A Pakistan International Airlines jetliner carrying 98 people crashed Friday in a crowded neighbourhood near the airport in Karachi after an apparent engine failure before landing.
Sindh health officials said 66 dead bodies have been recovered from the crash site.
It is, however, unclear if the deceased were all on board the flight or include residents of the area as well where the crash took place.
Sindh Health Minister Azra Pechuho said there are two survivors including President of the Bank of Punjab Zafar Masood. He called up his mother to inform her of his well-being.
The pilot of PIA Flight PK8303 was heard transmitting mayday to the tower shortly before the crash of the Airbus A320, which was flying from Lahore to Karachi.
Video on social media appeared to show the jet flying low over a residential area with flames shooting from one of its engines.
Police wearing protective masks struggled to clear away crowds in the narrow streets of the crash site in the poor and congested residential area known as Model Colony so ambulances could move through.
Police and soldiers have cordoned off the area amid the smoke and dust.
Relief and rescue operations are still underway. Pakistani armed forces and civilian authorities are afoot to recover bodies and save any survivors from the crash.
The PIA, meanwhile, has been asked to provide shelter to those whose houses were destroyed in the crash.
Pakistan had resumed domestic flights earlier this week ahead of the Eid-ul Fitr holiday, marking the end of the Islamic fasting month of Ramadan. Pakistan has been in a countrywide lockdown since mid-March because of the novel coronavirus.
Faisal Edhi of the Edhi Welfare Trust said that around 25 to 30 residents whose houses were damaged by the plane have also been taken to the hospital, mostly with burn wounds.
The aircraft wings during the crash landing hit the houses in the residential colony before crashing down.
“At least 25 houses have been damaged in this incident, Edhi said.
Pakistan’s civil aviation authority said the plane carried 91 passengers and a crew of seven. Earlier, the airport in the northeastern city of Lahore had said 107 were on board. Civil aviation authority spokesman Abdul Sattar Kokhar said the discrepancy was due to confusion in the chaotic aftermath of the crash.
A transmission of the pilot’s final exchange with air traffic control, posted on the website LiveATC.net, indicated he had failed to land and was circling around to make another attempt.
“We are proceeding direct, sir — we have lost engine,” a pilot said.
“Confirm your attempt on belly,” the air traffic controller said, offering a runway.
“Sir – mayday, mayday, mayday, mayday Pakistan 8303,” the pilot said before the transmission ended.
Witnesses said the Airbus aircraft appeared to try to land two or three times.
A resident of the area, Abdul Rahman, said he saw the aircraft circle at least three times, appearing to try to land before it crashed into several houses.
Pakistan’s prime minister Imran Khan tweeted: “Shocked and saddened by the PIA crash… Immediate inquiry will be instituted. Prayers and condolences go to families of the deceased.”

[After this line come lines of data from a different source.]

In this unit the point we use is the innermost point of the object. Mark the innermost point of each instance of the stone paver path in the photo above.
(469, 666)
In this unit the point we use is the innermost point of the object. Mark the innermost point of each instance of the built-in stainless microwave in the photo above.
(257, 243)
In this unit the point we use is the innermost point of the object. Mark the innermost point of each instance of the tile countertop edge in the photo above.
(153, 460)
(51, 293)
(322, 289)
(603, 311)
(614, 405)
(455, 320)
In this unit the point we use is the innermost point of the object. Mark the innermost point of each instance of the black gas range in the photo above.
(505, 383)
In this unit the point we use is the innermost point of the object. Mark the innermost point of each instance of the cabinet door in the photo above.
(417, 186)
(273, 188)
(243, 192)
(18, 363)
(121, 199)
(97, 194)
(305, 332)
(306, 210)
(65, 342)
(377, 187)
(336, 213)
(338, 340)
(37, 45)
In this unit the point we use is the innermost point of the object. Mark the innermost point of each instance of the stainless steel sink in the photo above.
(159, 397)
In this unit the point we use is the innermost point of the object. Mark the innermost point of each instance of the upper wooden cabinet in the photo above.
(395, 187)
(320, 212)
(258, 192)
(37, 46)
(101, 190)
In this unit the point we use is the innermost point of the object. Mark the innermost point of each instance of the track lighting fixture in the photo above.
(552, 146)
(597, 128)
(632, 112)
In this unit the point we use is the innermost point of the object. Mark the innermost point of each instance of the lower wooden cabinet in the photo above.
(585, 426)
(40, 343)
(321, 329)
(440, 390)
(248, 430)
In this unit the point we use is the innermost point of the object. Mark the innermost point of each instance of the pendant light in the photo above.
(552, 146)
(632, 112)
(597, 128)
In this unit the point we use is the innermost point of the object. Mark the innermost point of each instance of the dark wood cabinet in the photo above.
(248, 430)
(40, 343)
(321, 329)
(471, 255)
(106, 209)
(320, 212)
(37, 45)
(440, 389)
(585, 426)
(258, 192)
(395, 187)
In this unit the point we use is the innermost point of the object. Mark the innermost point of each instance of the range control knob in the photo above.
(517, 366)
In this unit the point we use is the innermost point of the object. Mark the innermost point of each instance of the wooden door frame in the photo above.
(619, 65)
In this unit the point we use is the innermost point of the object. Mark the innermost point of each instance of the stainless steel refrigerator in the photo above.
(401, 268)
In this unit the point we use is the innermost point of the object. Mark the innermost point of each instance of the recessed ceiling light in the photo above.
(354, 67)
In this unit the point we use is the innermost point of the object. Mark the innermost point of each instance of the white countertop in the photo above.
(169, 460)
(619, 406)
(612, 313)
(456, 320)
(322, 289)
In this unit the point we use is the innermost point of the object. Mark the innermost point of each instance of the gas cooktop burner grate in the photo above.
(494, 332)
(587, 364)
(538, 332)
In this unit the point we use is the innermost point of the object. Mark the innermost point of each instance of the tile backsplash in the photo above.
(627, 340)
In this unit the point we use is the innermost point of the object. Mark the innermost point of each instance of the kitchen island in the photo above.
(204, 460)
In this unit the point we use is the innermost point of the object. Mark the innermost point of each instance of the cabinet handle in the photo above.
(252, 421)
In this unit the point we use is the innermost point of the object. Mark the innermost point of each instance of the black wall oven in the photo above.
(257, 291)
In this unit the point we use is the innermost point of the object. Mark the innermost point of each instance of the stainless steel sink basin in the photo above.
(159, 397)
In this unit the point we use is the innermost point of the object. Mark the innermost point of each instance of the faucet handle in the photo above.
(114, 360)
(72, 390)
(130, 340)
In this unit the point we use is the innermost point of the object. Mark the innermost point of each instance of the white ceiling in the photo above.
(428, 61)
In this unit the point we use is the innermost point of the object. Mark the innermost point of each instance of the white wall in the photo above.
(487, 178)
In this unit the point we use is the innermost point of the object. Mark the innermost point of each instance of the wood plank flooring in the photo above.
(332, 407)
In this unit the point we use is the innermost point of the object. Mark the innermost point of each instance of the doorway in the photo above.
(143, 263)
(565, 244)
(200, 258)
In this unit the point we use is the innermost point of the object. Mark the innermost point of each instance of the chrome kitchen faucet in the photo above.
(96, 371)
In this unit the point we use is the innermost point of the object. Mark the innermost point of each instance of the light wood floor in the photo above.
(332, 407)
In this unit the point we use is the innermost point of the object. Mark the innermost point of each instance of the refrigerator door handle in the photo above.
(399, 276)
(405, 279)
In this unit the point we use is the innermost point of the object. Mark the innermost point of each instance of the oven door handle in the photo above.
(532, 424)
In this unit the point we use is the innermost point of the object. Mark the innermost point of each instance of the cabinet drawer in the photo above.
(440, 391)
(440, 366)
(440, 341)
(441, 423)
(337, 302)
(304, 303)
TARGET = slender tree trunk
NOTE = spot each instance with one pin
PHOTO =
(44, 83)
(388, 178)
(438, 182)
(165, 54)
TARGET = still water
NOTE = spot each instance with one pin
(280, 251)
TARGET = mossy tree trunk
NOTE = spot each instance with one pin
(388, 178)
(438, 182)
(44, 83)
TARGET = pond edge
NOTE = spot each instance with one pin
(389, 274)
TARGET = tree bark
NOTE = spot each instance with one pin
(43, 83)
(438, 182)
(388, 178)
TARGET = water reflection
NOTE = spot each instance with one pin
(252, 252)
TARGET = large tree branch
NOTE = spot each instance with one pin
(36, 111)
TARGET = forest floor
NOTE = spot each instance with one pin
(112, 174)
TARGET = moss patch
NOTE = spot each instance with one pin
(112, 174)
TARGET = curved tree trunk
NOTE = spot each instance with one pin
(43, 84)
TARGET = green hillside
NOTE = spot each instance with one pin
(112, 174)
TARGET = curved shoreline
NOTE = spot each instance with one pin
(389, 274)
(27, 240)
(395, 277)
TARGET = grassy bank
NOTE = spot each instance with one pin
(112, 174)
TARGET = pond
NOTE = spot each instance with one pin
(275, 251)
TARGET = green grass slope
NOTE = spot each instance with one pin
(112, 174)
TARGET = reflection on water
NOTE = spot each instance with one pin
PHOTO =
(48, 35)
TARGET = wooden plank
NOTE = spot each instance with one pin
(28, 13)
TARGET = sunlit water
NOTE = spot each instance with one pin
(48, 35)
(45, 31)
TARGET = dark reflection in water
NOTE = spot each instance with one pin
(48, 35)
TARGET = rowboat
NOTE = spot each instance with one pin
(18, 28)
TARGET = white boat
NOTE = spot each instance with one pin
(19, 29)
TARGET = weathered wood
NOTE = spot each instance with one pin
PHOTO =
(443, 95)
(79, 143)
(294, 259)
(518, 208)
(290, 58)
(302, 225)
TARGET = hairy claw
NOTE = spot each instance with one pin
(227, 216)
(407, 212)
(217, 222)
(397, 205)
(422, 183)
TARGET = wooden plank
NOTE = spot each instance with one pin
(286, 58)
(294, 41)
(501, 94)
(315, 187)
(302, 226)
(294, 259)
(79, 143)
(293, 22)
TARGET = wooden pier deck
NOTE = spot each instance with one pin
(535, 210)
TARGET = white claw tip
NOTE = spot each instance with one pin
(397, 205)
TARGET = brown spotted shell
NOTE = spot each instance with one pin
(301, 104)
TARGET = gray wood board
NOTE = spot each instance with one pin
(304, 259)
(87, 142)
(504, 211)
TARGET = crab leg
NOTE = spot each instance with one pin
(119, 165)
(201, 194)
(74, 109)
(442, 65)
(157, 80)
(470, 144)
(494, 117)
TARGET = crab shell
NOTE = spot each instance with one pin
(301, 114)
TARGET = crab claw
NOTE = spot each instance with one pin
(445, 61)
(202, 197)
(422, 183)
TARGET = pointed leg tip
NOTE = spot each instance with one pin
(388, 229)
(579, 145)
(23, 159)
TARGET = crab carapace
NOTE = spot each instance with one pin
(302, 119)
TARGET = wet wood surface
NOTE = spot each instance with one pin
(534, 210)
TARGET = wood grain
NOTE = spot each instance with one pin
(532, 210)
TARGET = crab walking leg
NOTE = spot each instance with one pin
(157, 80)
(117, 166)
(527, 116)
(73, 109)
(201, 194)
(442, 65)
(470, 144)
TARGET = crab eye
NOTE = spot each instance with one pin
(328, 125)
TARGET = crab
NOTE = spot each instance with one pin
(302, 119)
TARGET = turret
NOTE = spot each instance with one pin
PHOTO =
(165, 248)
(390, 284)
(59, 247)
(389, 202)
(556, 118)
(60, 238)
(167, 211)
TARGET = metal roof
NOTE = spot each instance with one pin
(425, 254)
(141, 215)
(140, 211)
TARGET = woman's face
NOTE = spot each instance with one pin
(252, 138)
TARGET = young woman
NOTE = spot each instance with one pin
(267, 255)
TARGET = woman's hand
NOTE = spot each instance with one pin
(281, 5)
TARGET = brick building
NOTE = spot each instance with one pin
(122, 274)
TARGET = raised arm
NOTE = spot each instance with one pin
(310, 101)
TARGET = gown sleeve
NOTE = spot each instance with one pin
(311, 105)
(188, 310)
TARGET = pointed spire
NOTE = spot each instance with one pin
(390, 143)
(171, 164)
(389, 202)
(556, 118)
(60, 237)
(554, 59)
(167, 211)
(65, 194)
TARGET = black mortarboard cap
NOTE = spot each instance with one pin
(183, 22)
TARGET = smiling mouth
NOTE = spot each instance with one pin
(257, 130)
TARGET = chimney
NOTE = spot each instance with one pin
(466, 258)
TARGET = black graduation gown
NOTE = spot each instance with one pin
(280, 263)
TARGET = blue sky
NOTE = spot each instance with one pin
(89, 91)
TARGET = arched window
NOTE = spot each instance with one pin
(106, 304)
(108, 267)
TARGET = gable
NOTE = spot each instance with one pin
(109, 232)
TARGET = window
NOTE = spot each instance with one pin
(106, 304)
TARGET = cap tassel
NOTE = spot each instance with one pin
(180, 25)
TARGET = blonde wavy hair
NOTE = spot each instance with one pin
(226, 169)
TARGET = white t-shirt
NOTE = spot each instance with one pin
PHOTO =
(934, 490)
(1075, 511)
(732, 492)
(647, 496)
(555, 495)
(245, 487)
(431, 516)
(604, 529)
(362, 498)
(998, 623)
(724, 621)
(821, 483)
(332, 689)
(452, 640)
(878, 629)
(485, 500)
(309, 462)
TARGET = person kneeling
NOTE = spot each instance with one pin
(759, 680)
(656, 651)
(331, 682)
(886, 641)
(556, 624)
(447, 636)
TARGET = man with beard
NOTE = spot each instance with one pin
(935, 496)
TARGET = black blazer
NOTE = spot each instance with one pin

Airbus did not immediately respond to a request for comment on the crash. The flight from the northeastern city of Lahore typically lasts about an hour and a half.
Airworthiness documents showed the plane last received a government check on 1 November, 2019. PIA’s chief engineer signed a separate certificate on 28 April saying all maintenance had been conducted. It said “the aircraft is fully airworthy and meets all the safety” standards.
Ownership records for the Airbus A320 showed China Eastern Airlines flew the plane from 2004 until 2014. The plane then entered PIA’s fleet, leased from GE Capital Aviation Services.
The Airbus plane first flew in 2004 and was fitted with engines built by CFM International, co-owned by General Electric and France’s Safran, according to FlightRadar24. It was on its sixth flight after returning to service following a widespread airline industry grounding in March over the coronavirus crisis, the website added.
Perry Bradley, a spokesman for GE, said the firm was “aware of reports of the accident and is closely monitoring the situation”.
In Pakistan’s most recent deadly crash, 47 people died when a PIA jet smashed into a mountainside in Khyber-Pakhtunkhwa province in 2016. The country’s worst plane disaster was in 2010, when an AirBlue flight crashed near Islamabad, killing 152 people.
Minister of Health and Population Welfare has declared emergency in all major hospitals of Karachi after the incident.
The incident occurred on a day when Pakistan’s interior ministry announced Eid holidays from 22 to 27 May.